Data Sampling Rate Reduction for the OERSTED Geomagnetic Satellite

P.B. Stark
Department of Statistics
University of California
Berkeley, CA 94720-3860

Revised: 13 May 1998 08:58

The OERSTED satellite is a project of the Danish Meteorological Institute (DMI). It is the first satellite experiment with global coverage of three-component measurements of Earth's "B-field" since NASA flew the MAGSAT mission in 1980. OERSTED will fly at considerably higher altitude than MAGSAT did, and will benefit from improvements in magnetometer technology and star-camera technology that should make its data extremely valuable as absolute three-component and total-field measurements, in addition to their value in conjunction with MAGSAT data in measuring temporal changes in Earth's magnetic field. Launch is planned for December, 1998; the expected duration of the data-collection phase of the mission is 14 months.

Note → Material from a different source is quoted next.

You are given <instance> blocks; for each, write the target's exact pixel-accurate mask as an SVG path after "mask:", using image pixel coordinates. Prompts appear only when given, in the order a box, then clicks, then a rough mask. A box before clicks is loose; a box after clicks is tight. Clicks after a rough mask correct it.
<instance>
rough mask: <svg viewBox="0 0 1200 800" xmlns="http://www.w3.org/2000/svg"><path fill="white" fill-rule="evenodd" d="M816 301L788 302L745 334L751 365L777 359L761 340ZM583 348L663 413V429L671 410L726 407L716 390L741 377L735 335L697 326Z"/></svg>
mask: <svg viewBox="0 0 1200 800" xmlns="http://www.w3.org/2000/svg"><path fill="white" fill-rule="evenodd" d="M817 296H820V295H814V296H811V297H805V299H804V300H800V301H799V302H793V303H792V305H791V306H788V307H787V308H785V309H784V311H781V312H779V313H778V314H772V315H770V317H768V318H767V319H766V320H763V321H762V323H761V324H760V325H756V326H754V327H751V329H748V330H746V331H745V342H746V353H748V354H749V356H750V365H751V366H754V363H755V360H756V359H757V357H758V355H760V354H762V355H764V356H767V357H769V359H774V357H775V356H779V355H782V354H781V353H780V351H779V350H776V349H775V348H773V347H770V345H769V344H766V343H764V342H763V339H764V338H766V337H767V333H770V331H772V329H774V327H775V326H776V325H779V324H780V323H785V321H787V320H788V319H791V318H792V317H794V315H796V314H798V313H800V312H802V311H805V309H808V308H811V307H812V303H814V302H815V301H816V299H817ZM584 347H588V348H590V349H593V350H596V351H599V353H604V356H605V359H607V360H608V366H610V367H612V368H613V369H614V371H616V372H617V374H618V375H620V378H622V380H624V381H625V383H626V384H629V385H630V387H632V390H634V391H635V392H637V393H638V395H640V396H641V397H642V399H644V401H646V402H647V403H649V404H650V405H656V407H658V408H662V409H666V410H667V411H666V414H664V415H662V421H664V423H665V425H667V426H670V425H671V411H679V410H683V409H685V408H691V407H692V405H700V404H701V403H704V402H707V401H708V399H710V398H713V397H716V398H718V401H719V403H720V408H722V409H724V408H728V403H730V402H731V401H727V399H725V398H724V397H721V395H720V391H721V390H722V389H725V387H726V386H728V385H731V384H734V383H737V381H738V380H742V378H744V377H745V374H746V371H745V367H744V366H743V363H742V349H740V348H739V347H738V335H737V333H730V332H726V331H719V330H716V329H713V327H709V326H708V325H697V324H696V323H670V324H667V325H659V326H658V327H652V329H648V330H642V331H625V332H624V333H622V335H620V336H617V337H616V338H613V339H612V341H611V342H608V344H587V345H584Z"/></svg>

The sampling rate of the OERSTED instruments is higher than that of MAGSAT as well (25-100Hz versus about 16Hz), so high, in fact, that it is currently impractical to use the full anticipated data set to estimate properties of Earth's main magnetic field. Instead, the community prefers to have some summary measurements at a lower effective sampling rate of about 1Hz, combining observations over one-second intervals to improve the signal-to-noise ratio. An estimate of the residual uncertainty in these summary measurements is essential to making inferences about the main field from them. Two complications in reducing the sampling rate are

There is a possibility of "burst" noise from cosmic rays hitting the instrument, telemetry problems, etc.
The reduction procedure must be sufficiently inexpensive computationally to allow cadence with data acquisition to be maintained using standard processing hardware (a processing burden comparable to an UltraSPARC or less).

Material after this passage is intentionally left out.